Hablar de
Padrón es hablar de uno de los rincones más auténticos y sabrosos de Galicia. Situado a orillas del río Sar y a pocos kilómetros de Santiago de Compostela, este pequeño pueblo es famoso en todo el mundo por sus pimientos, esos que según la tradición “unos pican y otros no”. Pero más allá de su gastronomía, Padrón guarda rincones llenos de historia, cultura y tradición que lo convierten en una parada imprescindible para quienes deseen conocer el alma gallega.
El origen jacobeo de Padrón
El nombre del pueblo proviene del “pedrón”, una piedra de granito situada bajo el altar mayor de la iglesia de Santiago. Según la leyenda, allí se amarró la barca que trasladaba los restos del Apóstol Santiago desde Palestina hasta Galicia. Este hecho convierte a Padrón en un lugar clave dentro de la tradición jacobea, atrayendo a miles de visitantes cada año.
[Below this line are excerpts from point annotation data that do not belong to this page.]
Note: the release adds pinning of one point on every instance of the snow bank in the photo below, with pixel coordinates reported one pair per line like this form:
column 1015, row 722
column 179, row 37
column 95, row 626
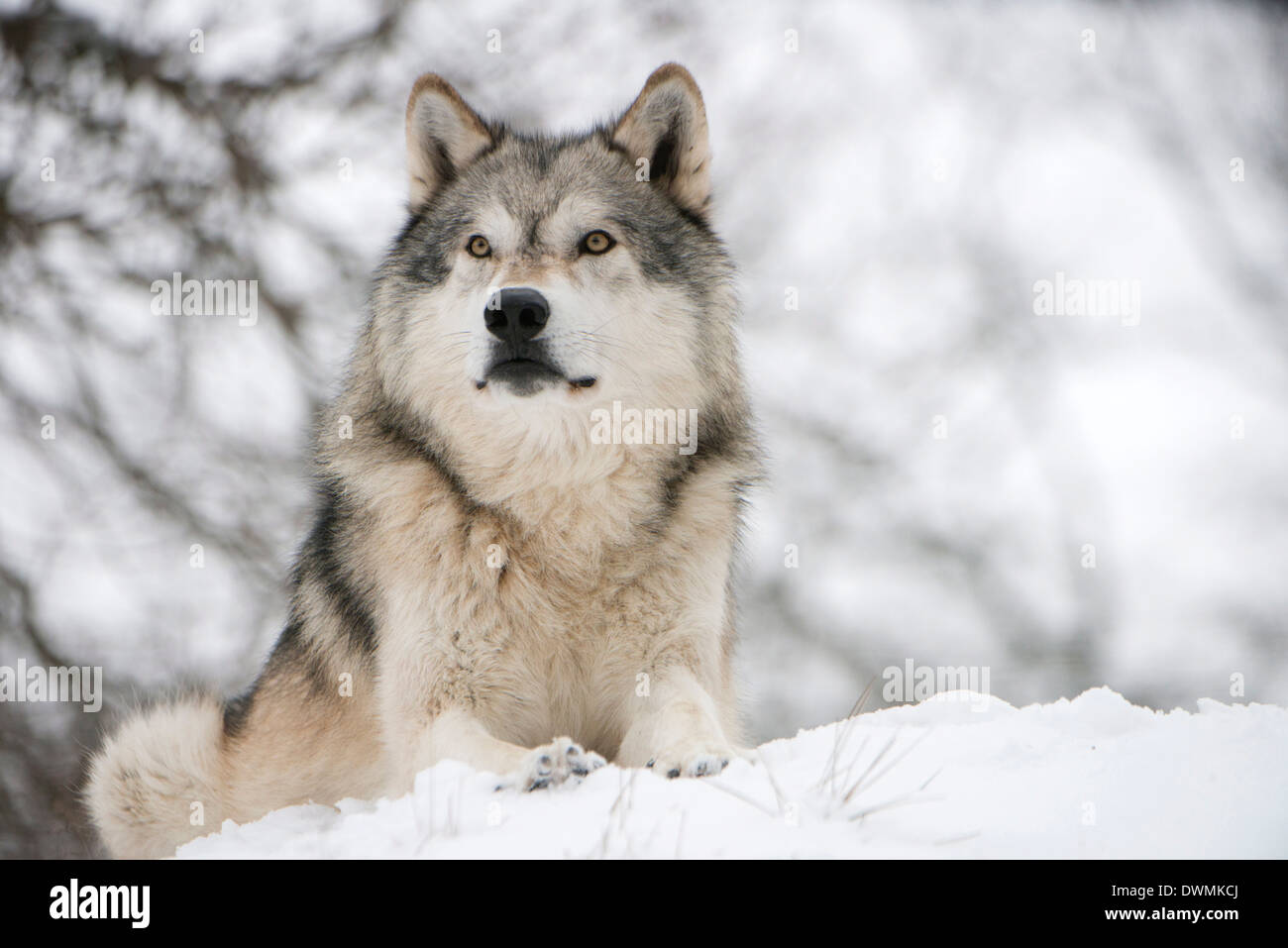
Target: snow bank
column 958, row 776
Paseo por el casco histórico
El centro histórico invita a recorrer calles empedradas, plazas tranquilas y monumentos como la Iglesia de Santiago, la Fuente del Carmen y el Convento del Carmen. Lugares que conservan la esencia más pura de Galicia.
Jardines y naturaleza
Los Jardines de Rosalía de Castro son un homenaje a la gran poetisa gallega y un paseo entre camelias y magnolios. También merece la pena visitar el Paseo del Espolón, junto al río Sar, donde la calma de la naturaleza se mezcla con la vida cotidiana del pueblo.
La huella literaria
Padrón fue cuna de grandes escritores: Rosalía de Castro y Camilo José Cela. La
Casa Museo Rosalía de Castro y la
Fundación Camilo José Cela son visitas imprescindibles para los amantes de la literatura.
Los famosos pimientos de Padrón
Ninguna visita está completa sin probar los auténticos
pimientos de Padrón. Fritos en aceite de oliva y con sal gruesa, son uno de los mayores símbolos de la gastronomía gallega.
En el
Restaurante O,Caldiño, un prestigioso
restaurante gallego en Madrid situado en el barrio de Salamanca, servimos estos pimientos con la misma autenticidad que en su tierra natal. Un bocado que conecta directamente con Galicia sin necesidad de salir de la capital.
Visitar Padrón es adentrarse en un lugar con identidad propia, donde la tradición jacobea, la riqueza cultural y la gastronomía gallega se unen en un entorno único. Un pueblo que ha llevado sus pimientos más allá de sus fronteras y que hoy es embajador del sabor y la tradición de Galicia.